Journalists are humbled by the Trump surprise but Alexios Mantzarlis writes that fact checkers aren't at fault: "While we know that fact-checking changes readers' minds, we also know that humans are prone to the confirmation bias (looking for information that supports our views) and motivated reasoning (explaining away information that doesn't). With so many people having such strong negative feelings about these candidates, these unsavory psychological traits kick in."
There once was a time when buying a newspaper meant walking to the corner with a quarter or two and picking up the latest edition from an "honor box" machine. Those days are gone, as publishers move single-copy sales to retail outlets in the face of rising prices and falling demand, Lynne Marek writes: "The disappearing boxes are another sign of the distressed newspaper industry's effort to evolve as advertisers and readers flee print products for digital alternatives."
A recent academic study suggests that newspapers would have been better off sticking with their print editions instead of trying to migrate to the web, Jack Shafer writes: "For years, the standard view in the newspaper industry has been that print newspapers will eventually evolve into online editions and reconvene the mass audience newspapers enjoy there. But that’s not what’s happening." Other views from Steve Buttry, Mathew Ingram, and Benjamin Mullin.

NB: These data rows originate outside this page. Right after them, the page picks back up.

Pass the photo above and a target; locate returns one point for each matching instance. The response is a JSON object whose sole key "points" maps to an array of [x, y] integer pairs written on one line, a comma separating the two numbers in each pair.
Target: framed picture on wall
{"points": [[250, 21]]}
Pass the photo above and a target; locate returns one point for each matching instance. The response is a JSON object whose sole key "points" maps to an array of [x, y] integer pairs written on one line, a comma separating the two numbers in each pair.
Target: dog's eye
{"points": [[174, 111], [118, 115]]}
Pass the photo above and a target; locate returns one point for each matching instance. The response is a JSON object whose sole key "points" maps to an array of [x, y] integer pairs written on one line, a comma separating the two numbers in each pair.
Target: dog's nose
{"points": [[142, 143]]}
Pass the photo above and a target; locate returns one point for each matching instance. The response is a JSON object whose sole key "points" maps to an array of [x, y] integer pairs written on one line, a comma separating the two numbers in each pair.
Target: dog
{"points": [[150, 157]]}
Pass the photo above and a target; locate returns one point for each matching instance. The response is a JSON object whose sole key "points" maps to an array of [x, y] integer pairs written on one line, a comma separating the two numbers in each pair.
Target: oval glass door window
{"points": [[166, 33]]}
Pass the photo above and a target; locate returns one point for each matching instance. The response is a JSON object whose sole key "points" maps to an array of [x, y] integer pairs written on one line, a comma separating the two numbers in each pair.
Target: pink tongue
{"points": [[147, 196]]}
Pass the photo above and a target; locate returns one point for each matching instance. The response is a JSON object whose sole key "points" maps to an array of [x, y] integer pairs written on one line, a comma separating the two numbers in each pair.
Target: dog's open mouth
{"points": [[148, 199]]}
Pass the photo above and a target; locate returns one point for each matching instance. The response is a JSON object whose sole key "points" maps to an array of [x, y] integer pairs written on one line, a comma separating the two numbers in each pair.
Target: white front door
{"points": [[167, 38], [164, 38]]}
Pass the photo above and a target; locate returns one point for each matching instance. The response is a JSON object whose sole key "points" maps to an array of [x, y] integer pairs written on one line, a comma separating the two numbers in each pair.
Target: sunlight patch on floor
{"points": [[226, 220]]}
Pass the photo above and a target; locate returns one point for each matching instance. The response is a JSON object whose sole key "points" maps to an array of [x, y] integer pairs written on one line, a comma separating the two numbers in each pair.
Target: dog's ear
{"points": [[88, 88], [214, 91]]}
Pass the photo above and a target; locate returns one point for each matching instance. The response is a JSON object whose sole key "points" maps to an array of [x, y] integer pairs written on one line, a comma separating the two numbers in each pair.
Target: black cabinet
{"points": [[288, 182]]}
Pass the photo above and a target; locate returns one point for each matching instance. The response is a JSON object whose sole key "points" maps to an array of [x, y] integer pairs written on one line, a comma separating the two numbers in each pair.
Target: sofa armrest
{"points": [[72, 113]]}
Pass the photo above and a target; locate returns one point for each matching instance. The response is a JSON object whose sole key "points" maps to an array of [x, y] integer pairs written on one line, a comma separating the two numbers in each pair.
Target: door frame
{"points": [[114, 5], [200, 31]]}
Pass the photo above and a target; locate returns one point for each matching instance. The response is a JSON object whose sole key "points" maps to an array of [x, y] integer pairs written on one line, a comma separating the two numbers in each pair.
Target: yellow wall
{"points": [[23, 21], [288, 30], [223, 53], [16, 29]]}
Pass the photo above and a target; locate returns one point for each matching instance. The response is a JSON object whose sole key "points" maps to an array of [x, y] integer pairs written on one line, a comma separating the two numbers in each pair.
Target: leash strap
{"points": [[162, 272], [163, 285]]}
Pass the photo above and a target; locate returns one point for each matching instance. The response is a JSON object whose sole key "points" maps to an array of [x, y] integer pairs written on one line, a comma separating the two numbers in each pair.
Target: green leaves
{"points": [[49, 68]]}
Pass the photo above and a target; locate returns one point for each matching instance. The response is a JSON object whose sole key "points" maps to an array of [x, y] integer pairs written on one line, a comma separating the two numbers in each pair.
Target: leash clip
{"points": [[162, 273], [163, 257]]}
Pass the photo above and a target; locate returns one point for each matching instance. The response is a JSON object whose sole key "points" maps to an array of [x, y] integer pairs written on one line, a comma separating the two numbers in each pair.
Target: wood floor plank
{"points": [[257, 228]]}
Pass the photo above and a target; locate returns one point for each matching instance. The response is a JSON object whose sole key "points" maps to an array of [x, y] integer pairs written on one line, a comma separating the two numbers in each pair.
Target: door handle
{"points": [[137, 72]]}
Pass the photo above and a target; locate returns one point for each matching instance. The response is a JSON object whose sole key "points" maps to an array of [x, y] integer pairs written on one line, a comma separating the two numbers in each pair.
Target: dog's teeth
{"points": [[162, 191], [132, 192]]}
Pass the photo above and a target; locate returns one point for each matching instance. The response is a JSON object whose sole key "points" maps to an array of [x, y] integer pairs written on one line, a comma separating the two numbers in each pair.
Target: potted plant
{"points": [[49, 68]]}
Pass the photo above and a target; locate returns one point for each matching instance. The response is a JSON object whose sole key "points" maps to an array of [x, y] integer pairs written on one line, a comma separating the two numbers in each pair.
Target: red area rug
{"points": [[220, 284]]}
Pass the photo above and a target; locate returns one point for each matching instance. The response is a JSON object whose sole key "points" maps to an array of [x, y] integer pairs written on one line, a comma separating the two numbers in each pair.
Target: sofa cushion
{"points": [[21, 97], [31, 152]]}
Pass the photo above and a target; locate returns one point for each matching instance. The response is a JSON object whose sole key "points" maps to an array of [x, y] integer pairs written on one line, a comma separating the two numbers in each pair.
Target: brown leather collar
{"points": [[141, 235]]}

The Hulk Hogan lawsuit against Gawker, funded by a Silicon Valley billionaire, shows how the rich try to silence journalists, Damaris Colhoun writes: "An entire industry has been created, some of it underground, some of it wide open, all of it aimed at discrediting a journalist’s critical take. Companies and interest groups, often coached by aggressive PR firms, are investing in bare-knuckled strategies to give their media rebuttals more teeth and a wider audience."
The Pew Research Center has just issued its latest State of the News Media report and the news is grimmer than ever for legacy newspapers, with circulation down 7% in the past year, ad revenue down 8%, and staffing down 10%: "Though the industry has been struggling for some time, 2015 was perhaps the worst year for newspapers since the Great Recession and its immediate aftermath." Also, Rick Edmonds on the Philadelphia experiment so far.